This sort of thing goes against every moral inclination hard-wired within us. Apart from the Christian gospel, common sense dictates that people ought to get what they deserve. “You do the crime; you do the time.” The Franciscan theologian Richard Rohr calls this sort of thinking the “economy of merit.” Those who have merit can expect to get good things in life. Those who don’t can expect punishment. It’s only fair, right?

Yet, if we’re serious about following Jesus Christ, we have to make a fundamental shift in our outlook. We have to switch from the economy of merit to the economy of grace.

This doesn’t come naturally to us. Making that switch is hard. It’s especially hard for those of us who — skilled as we’ve become at beating ourselves up inside — tend to be our own harshest critics. Those of us who fit that description don’t need a rabbi to tell us we’re bad people.

 We’re already convinced that we are, and we remind ourselves of it a hundred times a day. If we’re so busy judging ourselves all the time, it can be impossible to extend grace to others.

There’s an unforgettable scene from the 1986 film, The Mission, that illustrates this point.

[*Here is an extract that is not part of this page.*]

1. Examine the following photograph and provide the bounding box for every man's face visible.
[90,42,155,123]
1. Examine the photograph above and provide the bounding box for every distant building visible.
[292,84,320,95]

It’s a movie about the Spanish colonial empire in South America. Robert De Niro plays Mendoza, a brutal slave trader who captured, sold and murdered more native people than he could count.

Mendoza’s life changes when he murders his own brother in a fit of rage. The hard-bitten conquistador is overcome with remorse. He scarcely thought twice about killing a native in the past, but now he has come to realize every human life has value, and that he’s guilty of spilling far too much blood.

A Jesuit priest gives him a penance to atone for his sin. Mendoza must accompany an expedition of missionaries deep into the rain forest. There they plan to teach the natives about Jesus.

On the trek into the forest, Mendoza binds up his armor in a net. He ties a rope around the heavy burden and drags it along, to remind himself of the violent life he left behind. The sack of armor slows the expedition, but the priests tolerate it. They know how important it is for this man to do his penance.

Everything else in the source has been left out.